Sunset at the Collosillyum
The Collo'silly'um is presided over by a professionally ridiculous collective known as Bearded Kitten. It is a Roman-style amphitheatre constructed of hay bales with a mud pit at its centre and a stage with a club soundsystem at its helm. The mud pit is a recurring theme but this year it's bigger, better and more ridiculous than ever before. Sunday morning's games begin with 'two of the fittest girls on site' wrestling for each others bras in the mud pit. When faced with a mud pit and a crowd, the world can be divided thusly: either you do or you don't. Over the next five hours, we see some of the bravest and most bang-up-for-it specimens of human that walk the Earth. Eat Yourself To Death, Tug Your Decency, Wet Or Dry and Apple and Eve are just some of the games which are battled out in the pit. 
A battle between 'two of the fittest girls on site'.

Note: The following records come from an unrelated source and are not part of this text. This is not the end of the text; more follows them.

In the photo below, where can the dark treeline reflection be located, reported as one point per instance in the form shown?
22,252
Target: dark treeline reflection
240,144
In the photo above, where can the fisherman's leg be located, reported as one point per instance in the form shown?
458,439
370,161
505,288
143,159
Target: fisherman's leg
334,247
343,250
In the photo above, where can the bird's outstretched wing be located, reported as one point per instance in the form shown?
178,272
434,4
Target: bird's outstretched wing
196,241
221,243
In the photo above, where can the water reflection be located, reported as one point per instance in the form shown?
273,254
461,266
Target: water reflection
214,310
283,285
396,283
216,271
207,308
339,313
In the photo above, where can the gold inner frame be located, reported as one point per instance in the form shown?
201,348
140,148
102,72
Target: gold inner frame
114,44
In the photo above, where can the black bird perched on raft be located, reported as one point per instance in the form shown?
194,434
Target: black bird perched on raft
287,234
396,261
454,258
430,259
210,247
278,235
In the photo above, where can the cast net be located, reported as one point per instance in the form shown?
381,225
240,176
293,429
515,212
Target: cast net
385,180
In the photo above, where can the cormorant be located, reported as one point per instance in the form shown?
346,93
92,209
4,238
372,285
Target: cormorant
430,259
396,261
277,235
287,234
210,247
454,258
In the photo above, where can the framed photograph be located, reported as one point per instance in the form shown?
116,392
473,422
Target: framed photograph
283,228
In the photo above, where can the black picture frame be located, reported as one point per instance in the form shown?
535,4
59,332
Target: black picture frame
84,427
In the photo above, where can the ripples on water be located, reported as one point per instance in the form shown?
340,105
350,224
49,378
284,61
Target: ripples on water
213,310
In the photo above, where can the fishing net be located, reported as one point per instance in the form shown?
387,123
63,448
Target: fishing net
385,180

Wet Or Dry – my personal favourite - involves crossing a plank to safety in the most ostentatious way possible while the Kittens try and knock you off with a water canon. If you succeed in crossing, you must ingest a single, dry weetabix. The girl who steps forward for this feat is a nutter with mind-boggling ability. Back and forth she struts, water canon not even causing a stumble, spraying her audience with dry wheat. At one point, a girl behind me shouts 'I've got a tenner on you – if you eat six we split it.' Mishearing, Weetabix girl lifts her thumbs 'You're giving me a tenner? Nice One!' The compere takes this idea and runs with it. The upshot is that Weetabix girl is awarded sixteen pounds and fifty two pence for her troubles. 
A game of 'Eat Yourself To Death' from Bearded Kitten
So what is the secret? What makes this place so special? So personal? It feels in some ways as if it's your own. It has become so much more than just a party to the people who go. It has become, in some small way, a part of them. It's entwined in our fabric. The time we spend together here, who we are together here; is significant. 'The Secret Garden party is YOUR PARTY. It exists because of what is inside you - imagination, freedom, curiosity, energy and irrepressible spirit' say the organisers on the website. It is still afflicted by licensing issues – which means music must stop at 2am – and it probably always will be. The thing is, once you've been a few times, you get used to it. You know the protocol, you sniff out the fun, and when you do, it simply doesn't matter.
Festival savages
Like the all best festivals, Secret Garden Party is a return to the wilds of tribe life; freedom in the wilderness with thousands of other savages in fur and feathers all dancing, beating drums, running round fires, licking metaphorical toads. The gardeners invite their guests to do whatever they see fit. Whatever will make them smile. They are free to swim in the lake (for the first time this year), dance naked in the dawn, wrestle in the mud, roll in the hay. They are encouraged to shrug off their inhibitions, dress up, leave their phone at home and seize the day by the throat. Dwell on the perfection they find in being them. It's like being thrown back into a childhood where no one's around to say no. A childhood brimming with possibility and loads of other kids in fancy dress, all equally delighted and equally irresponsible. You can do anything. Apply these rules – or what you learn in this environment - to life and that's where it gets interesting. You can do anything – and that's the lesson or the sensation, the spark – that the gardeners want you to take away. Live to dream, live to laugh, strive to love.